Taxation is a matter of social justice – paying a ‘fair’ share; it is also one of risk, linked to reputational damage, the impact of changing regulation and uncertainty around future profits.

The fundamental ethical principle underlying the concept of ‘responsible tax’ is that residents of a country (whether individual citizens or corporations) have an obligation to pay taxes in order to support elements of our social fabric such as education, transport infrastructure and the judicial system. These, in turn, enable people and companies alike to go about their business in a safe, efficient and profitable manner. Consideration of tax practices is also linked to issues of corruption and international equity and development.

From an investment perspective, opaque and inconsistent disclosure makes it difficult for investors to fully assess the true risk to which they are exposed through a company’s approach to tax management. Reputational risks can arise from negative media coverage and consumer backlash. However, of greater importance is the risk posed by changing regulation, which may result in the closure of loopholes or cancellation of so-called ‘sweetheart deals’ on which corporate profits may depend. These risks have been exemplified by the recent decision of the European Commission to investigate whether tax arrangements agreed between Apple and the Irish government, and Amazon and the Luxembourg government, constitute illegal state aid.

Recent engagement activity

During 2013 and 2014, Rathbone Greenbank joined a small group of responsible investors to undertake a collaborative engagement on tax and tax avoidance. From initial discussions within our group, it was apparent that a lack of understanding regarding what is often a highly complex issue made investors reluctant to question companies on tax arrangements.

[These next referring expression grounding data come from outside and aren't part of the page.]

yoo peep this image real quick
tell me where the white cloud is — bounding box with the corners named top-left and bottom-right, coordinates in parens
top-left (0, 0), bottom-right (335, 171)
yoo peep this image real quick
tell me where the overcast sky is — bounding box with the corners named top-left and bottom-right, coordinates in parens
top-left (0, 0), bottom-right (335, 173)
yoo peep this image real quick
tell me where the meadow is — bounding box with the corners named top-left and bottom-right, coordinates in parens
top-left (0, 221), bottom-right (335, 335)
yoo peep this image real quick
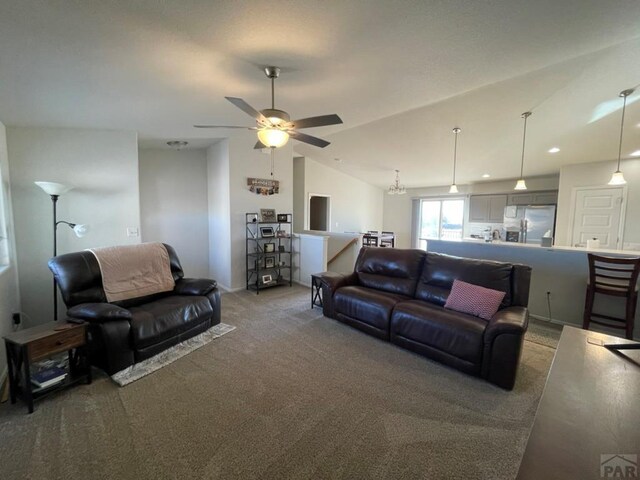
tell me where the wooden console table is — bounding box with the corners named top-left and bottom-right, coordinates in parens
top-left (517, 326), bottom-right (640, 479)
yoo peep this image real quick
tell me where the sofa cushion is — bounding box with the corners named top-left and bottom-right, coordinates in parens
top-left (391, 300), bottom-right (487, 365)
top-left (130, 295), bottom-right (213, 349)
top-left (415, 252), bottom-right (513, 308)
top-left (354, 247), bottom-right (426, 297)
top-left (334, 286), bottom-right (410, 331)
top-left (445, 279), bottom-right (506, 320)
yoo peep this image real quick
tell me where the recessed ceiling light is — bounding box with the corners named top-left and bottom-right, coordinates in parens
top-left (482, 173), bottom-right (491, 178)
top-left (548, 147), bottom-right (560, 153)
top-left (631, 150), bottom-right (640, 157)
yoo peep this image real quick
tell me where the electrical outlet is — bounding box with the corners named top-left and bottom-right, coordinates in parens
top-left (126, 227), bottom-right (139, 237)
top-left (12, 312), bottom-right (20, 325)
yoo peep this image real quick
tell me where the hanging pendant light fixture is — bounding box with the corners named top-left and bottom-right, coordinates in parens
top-left (388, 170), bottom-right (406, 195)
top-left (608, 88), bottom-right (634, 186)
top-left (514, 112), bottom-right (532, 190)
top-left (449, 127), bottom-right (461, 193)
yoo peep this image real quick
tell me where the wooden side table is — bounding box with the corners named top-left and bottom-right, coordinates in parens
top-left (3, 321), bottom-right (91, 413)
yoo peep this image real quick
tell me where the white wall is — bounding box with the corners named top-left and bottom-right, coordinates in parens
top-left (139, 148), bottom-right (209, 278)
top-left (293, 157), bottom-right (305, 233)
top-left (7, 127), bottom-right (140, 324)
top-left (296, 156), bottom-right (384, 234)
top-left (556, 158), bottom-right (640, 247)
top-left (383, 175), bottom-right (559, 249)
top-left (0, 122), bottom-right (20, 378)
top-left (206, 140), bottom-right (232, 290)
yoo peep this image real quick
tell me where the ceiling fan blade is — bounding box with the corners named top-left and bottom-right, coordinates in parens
top-left (289, 131), bottom-right (331, 148)
top-left (193, 125), bottom-right (257, 129)
top-left (254, 140), bottom-right (267, 149)
top-left (225, 97), bottom-right (266, 122)
top-left (292, 114), bottom-right (343, 129)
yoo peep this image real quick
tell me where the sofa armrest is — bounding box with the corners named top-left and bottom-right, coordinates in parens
top-left (482, 306), bottom-right (529, 390)
top-left (174, 278), bottom-right (218, 296)
top-left (314, 271), bottom-right (358, 318)
top-left (67, 303), bottom-right (132, 323)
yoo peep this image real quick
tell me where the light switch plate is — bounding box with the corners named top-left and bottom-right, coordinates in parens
top-left (127, 227), bottom-right (139, 237)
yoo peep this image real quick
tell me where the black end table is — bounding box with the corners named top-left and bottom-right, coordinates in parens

Our aim therefore was to develop guidance for investors wishing to engage with companies and policy makers on this issue. We took the decision to focus on investment risks rather than ethical considerations in order to make the research relevant to a broad investor audience, not just those with an ethical or responsible investment approach.

Our group met with senior tax or finance department representatives from companies within the mining and consumer goods sectors. These discussions covered aspects of tax policy, governance and disclosure and gave us an understanding of current and best practice, in addition to some of the challenges companies face in increasing disclosure. In order to encourage a frank and open discussion, we agreed to keep the names of participating companies confidential.

A discussion paper, summarising our findings and setting out future disclosure expectations for companies, was launched in July 2014 at an event for members of the investment community. From feedback sessions at the launch event, it was clear that there is genuine interest in this issue, and that investors are keen to learn about tax risks and continue to participate in the debate. Further feedback on the discussion paper has been gathered through the Engagement Clearinghouse of the UN-backed Principles for Responsible Investment (PRI) and at an event on taxation at the annual ‘PRI in Person’ conference in September 2014.

We are pleased that our initial discussion paper has played a role in educating investors and stimulating a wider discussion on the nature of tax risks. The members of the collaborative engagement group remain committed to promoting greater understating of investment-related tax risks and are now considering the best way in which to take this project forward, with a view to publishing a paper for a wider audience in 2015.